Mandeknya pengerjaan disebabkan, pemerintah pusat dalam hal ini Kementrian Perhubungan untuk Tahun Anggaran 2016 tidak menganggarkan sepeser pun penyelesaian proyek bandara.
Hal ini pun disesalkan Anggota DPR RI asal Tana Toraja, Dr.Ir. Markus Nari M,Si.

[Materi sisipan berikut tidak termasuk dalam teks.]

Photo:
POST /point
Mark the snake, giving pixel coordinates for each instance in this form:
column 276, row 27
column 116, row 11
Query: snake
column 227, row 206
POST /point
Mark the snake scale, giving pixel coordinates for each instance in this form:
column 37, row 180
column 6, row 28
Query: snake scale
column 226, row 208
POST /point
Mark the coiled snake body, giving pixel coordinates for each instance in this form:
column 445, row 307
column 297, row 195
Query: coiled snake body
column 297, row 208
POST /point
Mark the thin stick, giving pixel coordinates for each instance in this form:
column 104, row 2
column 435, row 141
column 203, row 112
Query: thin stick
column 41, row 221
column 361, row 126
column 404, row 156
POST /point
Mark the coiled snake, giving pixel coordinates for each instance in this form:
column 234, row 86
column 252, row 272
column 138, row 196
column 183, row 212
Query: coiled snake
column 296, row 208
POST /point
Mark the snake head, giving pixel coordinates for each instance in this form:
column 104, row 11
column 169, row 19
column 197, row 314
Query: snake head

Saat ditemui Fajar Media Center (FMC) usai mengikuti Pidato Kenegaraan Presiden, Selasa 16 Agustus 2016 di Kompleks Parlemen Senayan, Jakarta menjelaskan kenapa proyek bandara ini harus dituntaskan
Pertama, jika proyek bandara ini tidak diselesaikan akan sangat merugikan masyarakat Toraja. Baik dari segi sosial maupun material.
“Akibat pengerjaan bandara ini, masyarakat Toraja sudah terpecah belah antar bersaudara. Jadi harga mati harus diselesaikan agar perpecahan tersebut tidak terus menerus,” ujarnya.
Kedua, sejak awal dilakukan pengerjaan bandara tersebut, sebanyak 8 pimpinan SKPD di Pemda Tana Toraja harus menjalani hukuman pidana akibat terkendala kasus pembebesan lahan bandara.
Ketiga, lahan bandara yang telah memakan 2 gunung. “Jadi untuk lahan bandara ini ada 2 gunung yang diratakan agar bisa mencapai panjang yang ditentukan. Jika tidak diselesaikan, maka masyarakat Toraja terancam terkena banjir bandang yang menghancurkan kampung-kampung sekitar bandara,” sebutnya.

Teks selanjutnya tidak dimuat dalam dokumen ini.